Share your dilemmas and get honest opinions from other Mumsnetters.

To say DD doesn't have to go?

52 replies

SmellsLikeTeenSpirits · 29/05/2023 14:22

DHs best mates birthday in a couple of weeks. It's a big birthday and he has arranged for a gang of us to stay in a big house a few hours drive away for 2 nights. They have 3 DSs, we have one DD and one DS. Of the other children that will be present 7 are boys and one is a girl who knows them all really well.

Our DS gets on really well with friends boys. Our DD, who is 15, tends to get left out whenever we meet up. She doesn't want to go and has asked to stay at her friends house at home instead (there's a birthday party she's been invited to as well.)

I'm pretty fine with this as have observed her being quite peripheral the last few times we've met up - even though she's a good joiner-inner. But I talked to my DH about it last night and he was properly not fine with it and has basically said she should come as his friend will be really upset if we don't go and she should be made to do things as a family as she is still a kid.

We ended up having an argument about it :( I kind of see his point - but he won't hang out with her whilst we're there. Neither will his mates. They'll all be off in the sea. The boys will all run off and do young lad stuff and DD will spend 48 hours trying to join in and ultimately staring at her phone.

Opinions?

OP posts:
Daffodil92 · 29/05/2023 17:31

No way would I force her to come, especially at the expense of her friends birthday. YANBU.

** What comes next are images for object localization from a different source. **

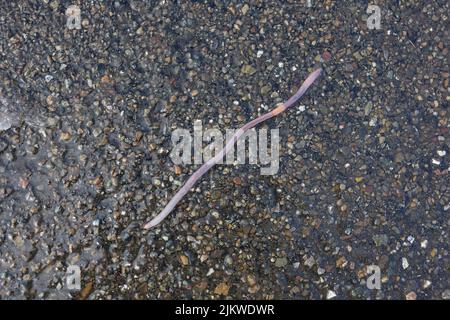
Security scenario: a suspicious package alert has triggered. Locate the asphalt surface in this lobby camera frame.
[0,0,450,299]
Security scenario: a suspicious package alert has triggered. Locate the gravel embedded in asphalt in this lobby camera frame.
[0,0,450,299]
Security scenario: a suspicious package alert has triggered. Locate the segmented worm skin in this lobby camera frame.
[144,69,322,229]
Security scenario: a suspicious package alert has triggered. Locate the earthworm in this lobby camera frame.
[144,68,322,229]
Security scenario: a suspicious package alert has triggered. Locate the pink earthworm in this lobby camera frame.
[144,68,322,229]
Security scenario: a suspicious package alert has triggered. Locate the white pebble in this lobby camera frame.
[431,159,441,166]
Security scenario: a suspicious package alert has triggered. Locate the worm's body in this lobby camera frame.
[144,69,322,229]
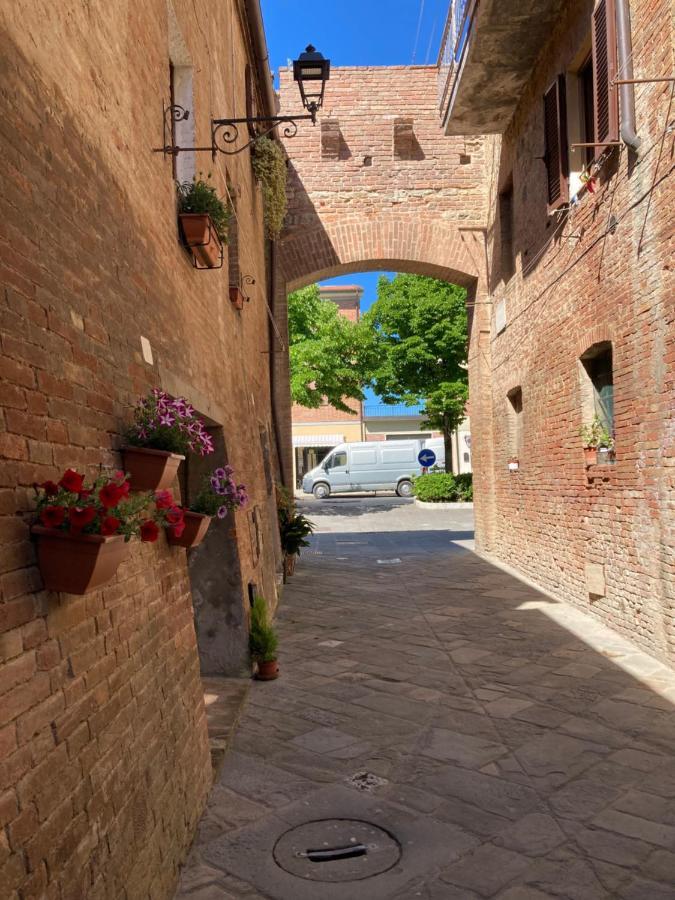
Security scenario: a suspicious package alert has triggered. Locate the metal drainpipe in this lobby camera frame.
[616,0,642,153]
[244,0,279,116]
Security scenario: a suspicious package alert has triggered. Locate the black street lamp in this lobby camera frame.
[293,44,330,123]
[153,44,330,159]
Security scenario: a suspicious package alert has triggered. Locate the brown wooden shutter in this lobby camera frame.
[544,75,569,209]
[593,0,619,154]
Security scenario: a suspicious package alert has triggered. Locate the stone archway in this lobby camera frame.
[274,66,502,549]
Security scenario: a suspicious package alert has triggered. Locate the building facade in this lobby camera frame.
[438,0,675,660]
[0,0,288,900]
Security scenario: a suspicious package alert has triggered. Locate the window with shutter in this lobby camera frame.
[592,0,619,154]
[544,75,569,209]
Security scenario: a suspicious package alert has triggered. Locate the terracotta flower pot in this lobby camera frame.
[584,447,598,466]
[122,447,185,491]
[178,213,223,269]
[166,509,211,548]
[31,525,129,594]
[255,659,279,681]
[230,284,246,309]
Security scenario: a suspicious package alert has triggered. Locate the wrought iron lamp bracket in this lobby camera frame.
[239,275,255,303]
[152,104,317,160]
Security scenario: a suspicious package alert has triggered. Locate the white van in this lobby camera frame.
[302,438,445,500]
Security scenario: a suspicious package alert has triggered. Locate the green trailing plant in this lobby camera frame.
[278,507,315,556]
[176,173,232,244]
[248,597,279,663]
[251,137,288,240]
[413,472,473,503]
[579,415,614,450]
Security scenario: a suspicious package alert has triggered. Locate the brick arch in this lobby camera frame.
[278,214,484,295]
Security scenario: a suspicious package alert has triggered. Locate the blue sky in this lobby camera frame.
[261,0,448,79]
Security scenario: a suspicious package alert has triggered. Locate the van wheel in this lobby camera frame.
[396,481,412,497]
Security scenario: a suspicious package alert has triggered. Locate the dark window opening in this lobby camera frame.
[579,56,595,166]
[499,184,516,282]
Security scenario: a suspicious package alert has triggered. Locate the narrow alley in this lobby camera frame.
[177,498,675,900]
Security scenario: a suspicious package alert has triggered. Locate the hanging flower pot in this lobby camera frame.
[166,509,211,549]
[230,284,246,309]
[122,447,185,491]
[31,525,129,594]
[178,213,223,269]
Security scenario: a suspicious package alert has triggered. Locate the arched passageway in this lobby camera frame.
[274,66,500,548]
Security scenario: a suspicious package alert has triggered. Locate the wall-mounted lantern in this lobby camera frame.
[153,44,330,159]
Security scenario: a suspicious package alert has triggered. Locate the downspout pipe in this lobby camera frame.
[616,0,642,153]
[244,0,279,116]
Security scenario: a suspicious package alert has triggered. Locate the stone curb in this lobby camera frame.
[415,497,473,509]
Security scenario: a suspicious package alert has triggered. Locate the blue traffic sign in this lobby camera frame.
[417,450,436,469]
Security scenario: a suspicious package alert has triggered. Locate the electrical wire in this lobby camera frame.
[412,0,424,65]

SmellsLikeTeenSpirits · 29/05/2023 18:03

Ah thanks all! Almost unanimous which is hugely helpful. DH had such a strong reaction that I just wanted to get a less emotional perspective and be sure I wasn't being a d*ck. His parents were and are super sociable and I think he was dragged all over the place as a kid - but has a brother not much older so was maybe never really on his own. Anyway I will stick to my guns and hope it doesn't turn into an epic row because it seems so bloody silly. I do agree he has some outmoded notion that we should represent him as a family unit. Honestly his mate will be over it in seconds.